Commentaire patristique par saint Irénée de Lyon (130-208)Saint Irénée de Lyon

"Ainsi…il donnera la vie éternelle à tous ceux que tu lui as donnés"

Au commencement ce n’était pas parce qu’il avait besoin de l’homme que Dieu a modelé Adam, mais pour avoir quelqu'un en qui déposer ses bienfaits. Car non seulement avant Adam, mais avant même la création, le Verbe glorifiait le Père, tout en demeurant en lui, et il était glorifié par le Père, comme il le dit lui-même : « Père, glorifie-moi de la gloire que j'avais auprès de toi avant le commencement du monde ». Ce n’était pas davantage parce qu'il avait besoin de notre service qu'il nous a commandé de le suivre, mais pour nous procurer le salut. Car suivre le Sauveur c'est avoir part au salut, comme suivre la lumière c'est avoir part à la lumière.
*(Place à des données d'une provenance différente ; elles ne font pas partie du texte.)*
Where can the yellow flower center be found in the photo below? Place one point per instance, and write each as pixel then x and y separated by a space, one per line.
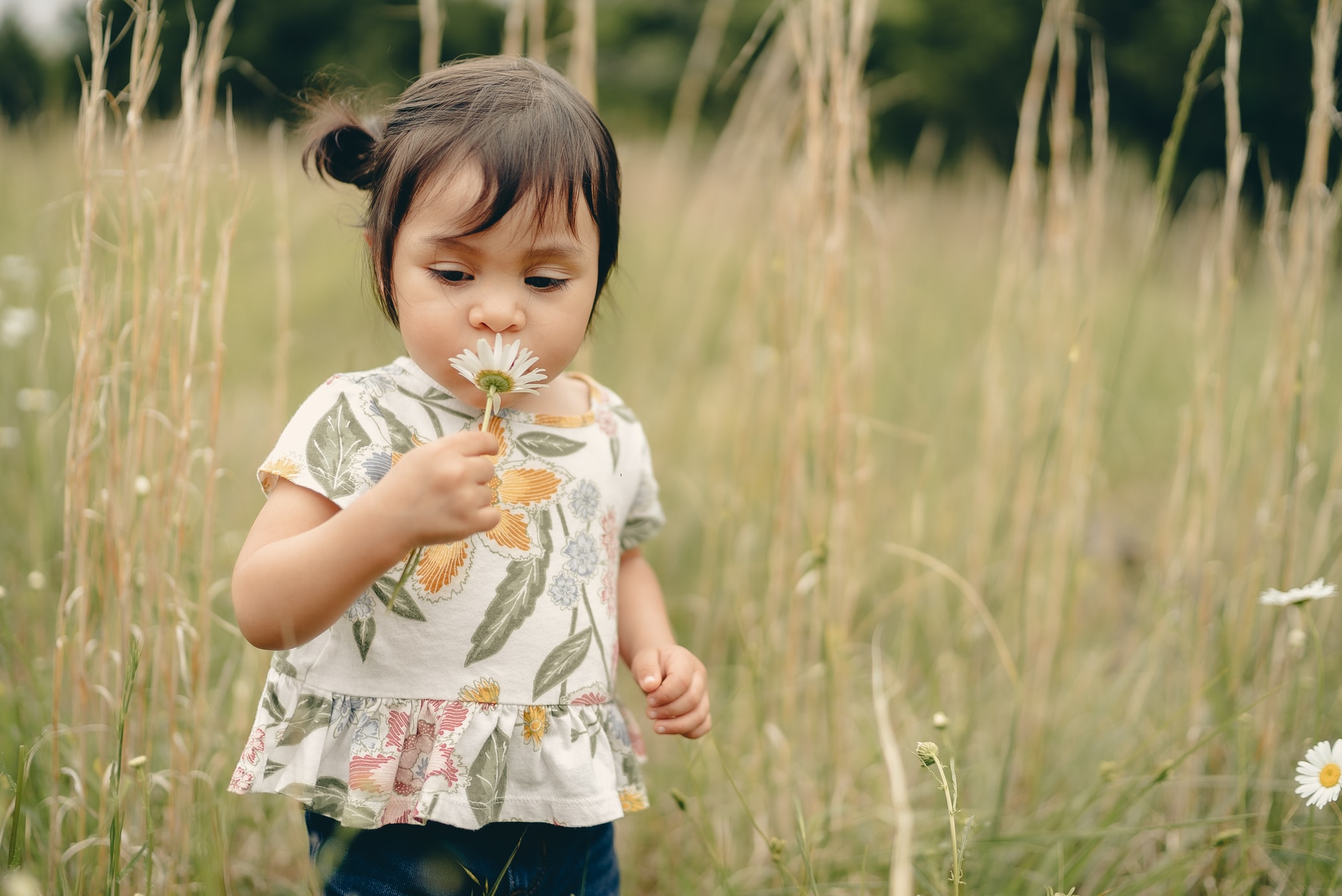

Lorsque des hommes sont dans la lumière, ce ne sont pas eux qui illuminent la lumière et la font resplendir, mais ils sont illuminés et rendus resplendissants par elle ; loin de lui apporter quoi que ce soit, ils bénéficient de la lumière et en sont illuminés. Ainsi en va-t-il du service envers Dieu ; notre service n'apporte rien à Dieu, car Dieu n'a pas besoin du service des hommes ; mais, à ceux qui le servent et qui le suivent, Dieu donne la vie, l'incorruptibilité et la gloire éternelle...

Si Dieu sollicite le service des hommes, c'est pour pouvoir, lui qui est bon et miséricordieux, accorder ses bienfaits à ceux qui persévèrent dans son service. Car, si Dieu n'a besoin de rien, l'homme a besoin de la communion de Dieu. La gloire de l'homme, c’est de persévérer dans le service de Dieu. C'est pourquoi le Seigneur disait à ses disciples : « Ce n'est pas vous qui m'avez choisi, mais moi qui vous ai choisis » (Jn 15,16). Il indiquait par là que ce n’étaient pas eux qui le glorifiaient en le suivant, mais que, pour avoir suivi le Fils de Dieu, ils étaient glorifiés par lui. « Père, je veux que là où je suis, eux aussi soient avec moi, afin qu'ils contemplent ma gloire » (Jn 17,24).